Data cleaning

No dataset is perfect and the generation and cross-border flow data from the ENTSO-E is no exception. Thus a specific procedure was implemented to estimate the values of missing data. This feature can be turned off or on (default) via the data_cleaning element of the main section in the configuration procedure.

Identify missing data

EcoDynElec only considers data is missing when no data was reported for a specific unit in a specific country, or at a specific border between two countries. This differs from data reported as zero or only partially reported, which is considered as is and not corrected.

Infer missing data

The missing data is classified in 3 categories: excessive gaps, long gaps and short gaps. Default criteria and values are assumed for the classification and cleaning, however these are parameters of the autocomplete function of the autocomplete module. The descriptions below are using the default values for the explanation.

Excessive gaps

An excessive gap is a missing chunk of data representing over 30% of the total horizon of the experiment (from start time to end time). Such a gap is considered as too consequent to estimate the missing data with a realistic accuracy. Thus the plant or field, or border connection is assumed as off-grid and data is filled with zeros.

Long gaps

Long gaps are spans of missing data longer than 2h but shorter than 30% of the total horizon of the experiment. The missing data is inferred using an average day, day calculated using 7 days before and after the gap (or rather what is available over these two periods). If the span of missing data is at the start or end of the horizon, only 7 days of available data is used to build the average day. The span of missing data is then filled one time step at a time using the corresponding day time in the average day.

Short gaps

Short gaps consist of missing data for less than a 2h time span. For all fields but the solar generation, a linear interpolation is used between the two extremities of the gap. If the gap is located at the far end of the horizon, the gap is filled with the last available value. If the gap is located at the start of the horizon, the gap is filled with the first available value.

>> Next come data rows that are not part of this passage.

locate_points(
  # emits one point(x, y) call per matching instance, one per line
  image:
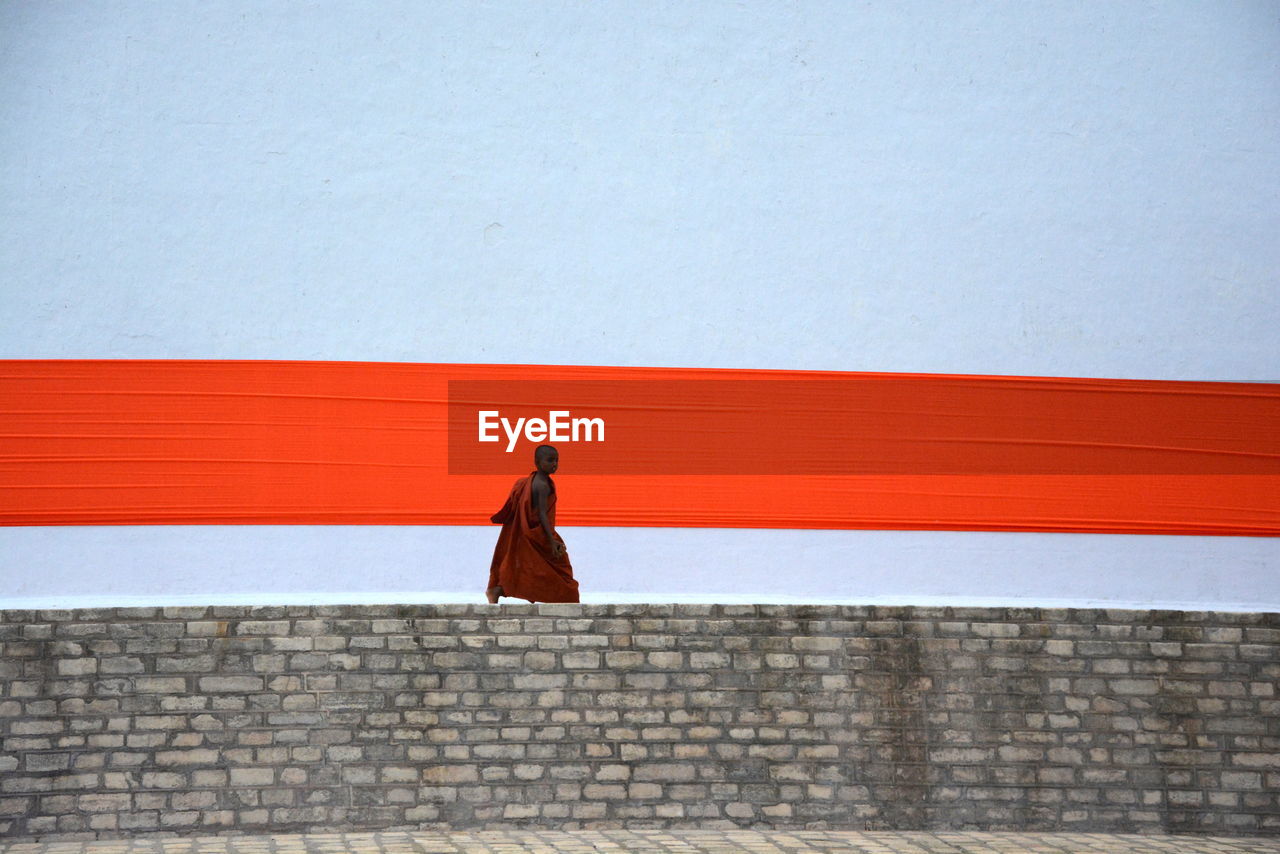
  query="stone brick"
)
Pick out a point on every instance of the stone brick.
point(376, 716)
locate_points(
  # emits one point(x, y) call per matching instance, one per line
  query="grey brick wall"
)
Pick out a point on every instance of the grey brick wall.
point(238, 720)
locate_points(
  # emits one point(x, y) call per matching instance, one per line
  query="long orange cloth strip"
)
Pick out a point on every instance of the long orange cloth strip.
point(109, 442)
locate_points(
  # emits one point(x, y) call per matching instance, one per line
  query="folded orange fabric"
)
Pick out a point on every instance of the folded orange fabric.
point(131, 442)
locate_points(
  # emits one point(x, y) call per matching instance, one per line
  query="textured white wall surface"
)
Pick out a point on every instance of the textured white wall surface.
point(1055, 188)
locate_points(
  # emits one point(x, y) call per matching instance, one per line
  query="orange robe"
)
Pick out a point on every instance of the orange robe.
point(522, 560)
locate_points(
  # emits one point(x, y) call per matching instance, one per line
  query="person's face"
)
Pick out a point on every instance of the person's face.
point(548, 461)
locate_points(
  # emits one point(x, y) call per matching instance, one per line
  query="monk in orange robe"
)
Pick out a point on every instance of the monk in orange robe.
point(530, 561)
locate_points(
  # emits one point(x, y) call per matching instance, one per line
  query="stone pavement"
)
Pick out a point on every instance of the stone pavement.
point(659, 841)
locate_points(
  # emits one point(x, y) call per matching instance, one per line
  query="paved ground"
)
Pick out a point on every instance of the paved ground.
point(659, 841)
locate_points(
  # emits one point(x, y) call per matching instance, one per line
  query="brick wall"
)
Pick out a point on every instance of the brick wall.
point(225, 718)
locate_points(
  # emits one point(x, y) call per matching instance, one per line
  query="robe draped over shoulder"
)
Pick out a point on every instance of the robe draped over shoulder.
point(522, 561)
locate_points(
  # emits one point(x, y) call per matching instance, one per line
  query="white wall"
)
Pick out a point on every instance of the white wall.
point(1064, 188)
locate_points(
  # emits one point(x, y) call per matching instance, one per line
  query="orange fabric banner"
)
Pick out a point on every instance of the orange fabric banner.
point(119, 442)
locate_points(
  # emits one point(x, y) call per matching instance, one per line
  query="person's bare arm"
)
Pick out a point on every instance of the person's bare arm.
point(540, 492)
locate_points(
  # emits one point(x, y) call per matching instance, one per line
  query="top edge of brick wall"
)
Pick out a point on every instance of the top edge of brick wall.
point(644, 610)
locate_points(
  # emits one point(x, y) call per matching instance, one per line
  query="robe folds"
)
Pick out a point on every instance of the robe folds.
point(522, 561)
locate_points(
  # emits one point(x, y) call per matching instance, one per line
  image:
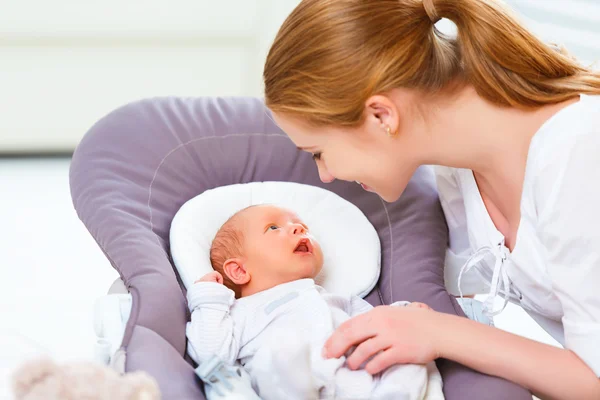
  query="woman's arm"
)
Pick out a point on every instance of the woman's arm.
point(549, 372)
point(412, 335)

A short gap in the solar generation is always considered as a long gap. This ensures the diurnal pattern and natural cycle inherent to the technology is not violated, by a linear interpolation in an appropriate time, and more importantly if the gap occurs at an extremity of the time horizon.

These gaps are identified early in the cleaning process, but inferred only at the end, when only these gaps are remaining. This allows to classify the missing solar generation differently and facilitate the application of the linear interpolation.

Note

The 2h, span of 7 days and 30% are default values and can be changed using the modularity of the package. An additional functionality enables, for long gaps, to build the average day only using days of the same type (i.e. Weekdays, Saturday or Sunday). These options were not added to themain control options for the sake of simplicity.

Required information

The cleaning procedure is fully automatized and only requires the generation and cross-border data itself. Thus no input of external data from the user is required. The user only needs to turn on (default) or off the cleaning feature in the main section in the configuration procedure. For further customization of the behavior for the classification of gaps and the cleaning, the user is referred to the main autocomplete function of the autocomplete module.